Re: How to handle unicode strings in utf8 and pre-utf8 pragma perls

David Graff wrote:

If I understand Nicholas Clark's suggestion, it would mean that for any
perl version prior to 5.8.0, the script won't compile unless "if.pm"
has been installed from CPAN.

The fact that "if.pm" exists and is usable on older perl5 versions is
really good news, but it still might be a hurdle for some users who
depend on remote web-server sys-admins (or other uncontrollable forces)
for perl support...


But as the modules I'm writing are not core perl modules, they'd have to be
installed anyway - I guess that's a problem whatever way I do it.
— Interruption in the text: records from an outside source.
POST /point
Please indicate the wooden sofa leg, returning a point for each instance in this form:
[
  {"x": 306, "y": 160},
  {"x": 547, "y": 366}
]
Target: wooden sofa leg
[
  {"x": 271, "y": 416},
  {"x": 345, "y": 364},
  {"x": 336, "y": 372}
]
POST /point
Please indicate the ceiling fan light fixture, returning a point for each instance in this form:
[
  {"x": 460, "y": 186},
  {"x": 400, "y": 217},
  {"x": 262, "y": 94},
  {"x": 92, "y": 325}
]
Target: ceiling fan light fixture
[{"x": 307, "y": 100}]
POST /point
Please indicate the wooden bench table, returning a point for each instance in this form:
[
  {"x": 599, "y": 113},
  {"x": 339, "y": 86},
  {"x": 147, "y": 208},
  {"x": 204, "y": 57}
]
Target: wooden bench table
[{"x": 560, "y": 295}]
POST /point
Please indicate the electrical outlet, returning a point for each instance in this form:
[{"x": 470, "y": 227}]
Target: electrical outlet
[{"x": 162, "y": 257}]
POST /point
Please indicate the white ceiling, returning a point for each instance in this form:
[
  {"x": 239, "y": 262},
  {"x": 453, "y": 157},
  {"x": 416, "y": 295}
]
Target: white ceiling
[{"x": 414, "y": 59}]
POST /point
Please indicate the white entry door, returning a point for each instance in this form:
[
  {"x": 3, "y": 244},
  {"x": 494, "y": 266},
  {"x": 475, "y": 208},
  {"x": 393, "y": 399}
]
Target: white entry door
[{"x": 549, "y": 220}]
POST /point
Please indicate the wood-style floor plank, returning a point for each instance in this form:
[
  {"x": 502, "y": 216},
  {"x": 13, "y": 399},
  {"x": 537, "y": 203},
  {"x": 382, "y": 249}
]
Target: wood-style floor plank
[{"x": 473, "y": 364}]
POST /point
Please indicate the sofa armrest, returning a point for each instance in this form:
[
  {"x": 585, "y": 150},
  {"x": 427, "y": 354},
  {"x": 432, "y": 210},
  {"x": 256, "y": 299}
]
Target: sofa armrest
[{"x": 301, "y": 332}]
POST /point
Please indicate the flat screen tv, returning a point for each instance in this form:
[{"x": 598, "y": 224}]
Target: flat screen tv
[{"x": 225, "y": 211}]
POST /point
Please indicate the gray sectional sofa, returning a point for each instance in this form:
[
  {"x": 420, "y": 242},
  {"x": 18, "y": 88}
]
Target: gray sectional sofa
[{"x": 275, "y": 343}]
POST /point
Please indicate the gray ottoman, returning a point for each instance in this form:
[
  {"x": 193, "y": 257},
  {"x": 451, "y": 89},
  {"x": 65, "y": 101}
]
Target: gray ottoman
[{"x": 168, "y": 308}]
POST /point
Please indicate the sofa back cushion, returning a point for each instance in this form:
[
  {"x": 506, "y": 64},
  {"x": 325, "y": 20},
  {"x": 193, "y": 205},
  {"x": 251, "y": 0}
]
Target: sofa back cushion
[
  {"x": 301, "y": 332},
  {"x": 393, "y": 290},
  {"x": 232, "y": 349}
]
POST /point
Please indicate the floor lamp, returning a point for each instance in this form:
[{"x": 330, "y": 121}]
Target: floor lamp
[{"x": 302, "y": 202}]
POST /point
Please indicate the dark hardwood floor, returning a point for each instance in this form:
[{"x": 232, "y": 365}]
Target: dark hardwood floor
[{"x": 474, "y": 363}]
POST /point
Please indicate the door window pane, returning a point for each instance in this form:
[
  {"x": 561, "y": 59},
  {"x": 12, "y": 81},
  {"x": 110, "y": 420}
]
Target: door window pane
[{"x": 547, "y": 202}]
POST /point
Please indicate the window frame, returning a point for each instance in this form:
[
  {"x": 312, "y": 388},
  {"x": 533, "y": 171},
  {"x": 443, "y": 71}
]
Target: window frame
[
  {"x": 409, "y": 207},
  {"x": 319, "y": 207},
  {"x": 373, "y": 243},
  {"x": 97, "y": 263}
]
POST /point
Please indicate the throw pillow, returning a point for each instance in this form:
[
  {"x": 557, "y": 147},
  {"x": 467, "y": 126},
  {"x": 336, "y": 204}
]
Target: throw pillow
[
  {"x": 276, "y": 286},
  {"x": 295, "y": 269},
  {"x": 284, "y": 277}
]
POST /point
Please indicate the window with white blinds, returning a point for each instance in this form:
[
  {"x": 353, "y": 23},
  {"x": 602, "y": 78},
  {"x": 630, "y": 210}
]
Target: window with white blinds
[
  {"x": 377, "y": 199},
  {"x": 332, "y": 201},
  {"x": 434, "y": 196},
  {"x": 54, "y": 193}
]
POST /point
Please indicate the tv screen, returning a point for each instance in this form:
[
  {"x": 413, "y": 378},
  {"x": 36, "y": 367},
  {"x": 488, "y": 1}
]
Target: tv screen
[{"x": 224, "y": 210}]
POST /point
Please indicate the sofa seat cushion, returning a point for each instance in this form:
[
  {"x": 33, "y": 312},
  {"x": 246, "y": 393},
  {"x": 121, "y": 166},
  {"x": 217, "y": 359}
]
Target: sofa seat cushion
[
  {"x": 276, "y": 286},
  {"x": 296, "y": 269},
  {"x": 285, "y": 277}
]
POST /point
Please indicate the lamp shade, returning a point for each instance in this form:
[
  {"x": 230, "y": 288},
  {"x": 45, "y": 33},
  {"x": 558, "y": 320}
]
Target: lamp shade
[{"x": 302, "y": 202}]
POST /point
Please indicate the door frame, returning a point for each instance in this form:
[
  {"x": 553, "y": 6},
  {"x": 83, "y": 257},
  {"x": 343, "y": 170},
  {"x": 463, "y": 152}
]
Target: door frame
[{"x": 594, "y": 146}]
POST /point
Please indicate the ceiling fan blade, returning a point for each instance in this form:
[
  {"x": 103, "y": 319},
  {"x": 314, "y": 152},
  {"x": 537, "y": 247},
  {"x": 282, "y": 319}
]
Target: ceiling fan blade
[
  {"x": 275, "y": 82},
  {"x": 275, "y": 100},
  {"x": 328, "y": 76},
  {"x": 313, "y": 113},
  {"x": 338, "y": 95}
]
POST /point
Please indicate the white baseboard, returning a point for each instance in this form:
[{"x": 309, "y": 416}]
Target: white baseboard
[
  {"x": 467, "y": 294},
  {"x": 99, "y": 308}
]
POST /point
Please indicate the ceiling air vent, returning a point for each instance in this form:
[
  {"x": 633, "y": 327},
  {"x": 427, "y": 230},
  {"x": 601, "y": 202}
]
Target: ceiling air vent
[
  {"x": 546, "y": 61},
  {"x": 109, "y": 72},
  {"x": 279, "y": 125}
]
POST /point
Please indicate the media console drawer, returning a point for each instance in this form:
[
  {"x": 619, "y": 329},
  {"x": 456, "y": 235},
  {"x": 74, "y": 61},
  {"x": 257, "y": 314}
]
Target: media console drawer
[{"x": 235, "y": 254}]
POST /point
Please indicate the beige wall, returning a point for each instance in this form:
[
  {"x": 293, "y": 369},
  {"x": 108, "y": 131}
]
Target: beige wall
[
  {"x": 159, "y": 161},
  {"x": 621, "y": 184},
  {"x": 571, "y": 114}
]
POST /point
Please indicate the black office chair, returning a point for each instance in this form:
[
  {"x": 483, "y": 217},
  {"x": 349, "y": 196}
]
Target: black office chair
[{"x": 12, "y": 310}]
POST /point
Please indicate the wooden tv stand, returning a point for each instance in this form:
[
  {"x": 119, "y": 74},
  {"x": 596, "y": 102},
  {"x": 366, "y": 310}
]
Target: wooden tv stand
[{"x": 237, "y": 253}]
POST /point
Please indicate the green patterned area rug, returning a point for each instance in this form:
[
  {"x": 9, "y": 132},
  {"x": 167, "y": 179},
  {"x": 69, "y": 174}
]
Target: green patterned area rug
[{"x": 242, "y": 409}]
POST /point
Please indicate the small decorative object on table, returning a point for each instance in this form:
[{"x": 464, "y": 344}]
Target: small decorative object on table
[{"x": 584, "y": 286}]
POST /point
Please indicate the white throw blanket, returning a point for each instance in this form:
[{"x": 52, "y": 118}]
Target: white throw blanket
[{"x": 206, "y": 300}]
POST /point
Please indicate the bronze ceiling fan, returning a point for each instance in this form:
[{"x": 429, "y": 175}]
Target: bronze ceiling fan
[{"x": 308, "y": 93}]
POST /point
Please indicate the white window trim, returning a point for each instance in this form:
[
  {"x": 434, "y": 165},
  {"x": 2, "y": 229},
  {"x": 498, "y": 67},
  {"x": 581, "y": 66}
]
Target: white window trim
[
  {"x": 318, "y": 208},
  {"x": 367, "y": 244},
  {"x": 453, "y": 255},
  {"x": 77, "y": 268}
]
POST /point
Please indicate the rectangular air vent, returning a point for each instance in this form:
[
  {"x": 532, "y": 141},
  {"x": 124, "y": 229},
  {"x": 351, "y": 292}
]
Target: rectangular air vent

I've got to say if.pm looks like a brilliantly simple way of handling my
problem.

In any case, one work-around for handling utf8 text in a version-neutral
way would be to store this text in a file, not hard-coded into the perl
script; then decide how to read the file, depending on the version; e.g.

 open( DAYS, "day_names.utf8" );
 binmode( DAYS, ":utf8" ) if ( $] >= 5.008 );
 @day_names = <DAYS>;
 close DAYS;

Depending on what you do with the data elsewhere in your script, I'm not
sure whether 5.6 will treat the data as utf8 characters when read from
a file like this (5.6 does not support "binmode ':utf8', FH"), but
there's a good chance that it will work.

You can also attach this text content at the end of your script, in a
__DATA__ segment, and set DATA as the file handle in the code sample
shown above (rather than DAYS).

Of course even using __DATA__, it can get tedious and hard to maintain
if you have a lot of little string constants scattered throughout.


Thanks - these are useful ideas which I'll use in some other modules I'm
doing, but if.pm just feels right for what I'm trying to do ATM.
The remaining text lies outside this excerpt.